The voice was coming from nowhere and everywhere all at once—it had to be God.
He’d creeped out God. At no point in his deceptive philandering had he appalled God enough to make an appearance. But apparently, Jasper thought, he had finally crossed the line.
Then he realized the lights had come on. For a moment his brain had to reboot, like a copy machine warming up; all he could think of or see was the shock of brightness. But when the realization hit him, it was very bad news. Oh dear. It was Tiny.
On anyone else, Tiny’s tie-dyed shirt would’ve been a signal of pacifism, but stretched across his broad chest, particularly with his current facial expression, it made him look like a bad man with supernatural powers. The twisting red pattern didn’t seem to be a shirt at all so much as muscles forming a central wormhole in the middle of his stomach. Jasper almost expected balls of fire to shoot from it.
Tiny was gripping a long wooden flute like a police nightstick. “I understand people can resent the creatures they’re employed to care for,” he said. He stepped closer, repeatedly striking the flute
against the palm of his hand in controlled slaps. “And that’s okay. All feelings are valid. But actions are different. All actions are not okay, and you have trespassed into a very not-okay place. You aren’t the first of my workers to act out. Once a guy drew a swastika on the forehead of the ceramic beluga in the marine gardens. But urinating into the blowhole of a dolphin is not just a pubescent stunt. That’s a form of torture. Do you know what that would feel like to one of these innocent creatures who arguably already lives a pretty sad, imprisoned life? It would feel like waterboarding. And I mean, as far as I’m aware, even when our own government resorts to horrific and illegal acts of barbarism like this, they use water rather than their own urine. To my knowledge. So if you think about it, that makes you more depraved than the U.S. government. I get how harsh that statement must feel, but I have to tell you, from one living organism to another, I think you need a wake-up call. The Oceanarium has a psychologist on retainer. If you agree to see him—”
Jasper stood up and Tiny’s eyes bulged wide. He stopped talking. Jasper looked down and saw his unbuttoned pants had fallen to the ground. His physical excitement was visible. “I love dolphins,” Jasper managed to say.
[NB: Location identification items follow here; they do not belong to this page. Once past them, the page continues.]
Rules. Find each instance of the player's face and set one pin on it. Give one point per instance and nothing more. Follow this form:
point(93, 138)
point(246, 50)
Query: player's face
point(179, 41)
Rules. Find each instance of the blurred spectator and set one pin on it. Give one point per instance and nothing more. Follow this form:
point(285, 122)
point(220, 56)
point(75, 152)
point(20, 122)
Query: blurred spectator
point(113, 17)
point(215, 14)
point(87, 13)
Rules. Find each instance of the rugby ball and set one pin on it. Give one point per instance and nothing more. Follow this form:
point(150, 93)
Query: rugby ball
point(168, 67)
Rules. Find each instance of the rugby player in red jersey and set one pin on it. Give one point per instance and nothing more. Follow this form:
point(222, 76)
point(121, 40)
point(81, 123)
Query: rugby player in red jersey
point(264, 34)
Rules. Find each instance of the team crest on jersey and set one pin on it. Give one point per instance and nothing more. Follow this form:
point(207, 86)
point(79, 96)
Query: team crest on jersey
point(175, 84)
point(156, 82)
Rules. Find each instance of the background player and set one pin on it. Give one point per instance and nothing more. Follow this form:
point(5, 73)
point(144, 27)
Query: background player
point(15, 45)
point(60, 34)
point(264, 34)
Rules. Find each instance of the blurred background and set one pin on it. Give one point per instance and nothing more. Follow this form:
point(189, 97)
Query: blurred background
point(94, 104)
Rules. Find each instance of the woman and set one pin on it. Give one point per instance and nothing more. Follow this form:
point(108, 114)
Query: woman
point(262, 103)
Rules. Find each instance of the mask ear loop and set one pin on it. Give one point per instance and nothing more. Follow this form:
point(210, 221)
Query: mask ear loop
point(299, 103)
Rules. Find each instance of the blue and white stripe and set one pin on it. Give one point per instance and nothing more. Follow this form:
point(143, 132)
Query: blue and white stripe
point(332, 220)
“I’m going to ask you to put your pants back on,” Tiny said. His voice was filled with caution and a little fear—he seemed to doubt Jasper would oblige. “Security knows I’m here,” Tiny continued. “It was altruistic concern for your safety that brought me up here tonight, man. You forgot to kill the lights and lock the door in the maintenance office—I mean that’s what I figured had happened when they did their check and found it open and lit up, but since you don’t have a cell phone I worried I should make sure, just in case, that you hadn’t knocked your head and passed out cold in the chum tank or something. Yeah, I happened to walk in on a situation you wish I had not walked in on; we’ve got some common ground there for sure, but good intentions were what brought me here tonight. You do not want the karma of hurting someone who was operating in your best interests, right? What I just saw indicates to me that you’ve got challenges in your life already; crosses are being borne. You don’t need things getting more effed up for you. And I think I can say, because it’s objective and I am indeed humble, that karma is sort of my copilot. Karma is that loyal dog that would sleep on top of my grave each night should I die. I think it would really sink its teeth into the flesh of anyone who did me wrong, especially if I myself were unable to seek justice on my own behalf, because I was, say, dead.”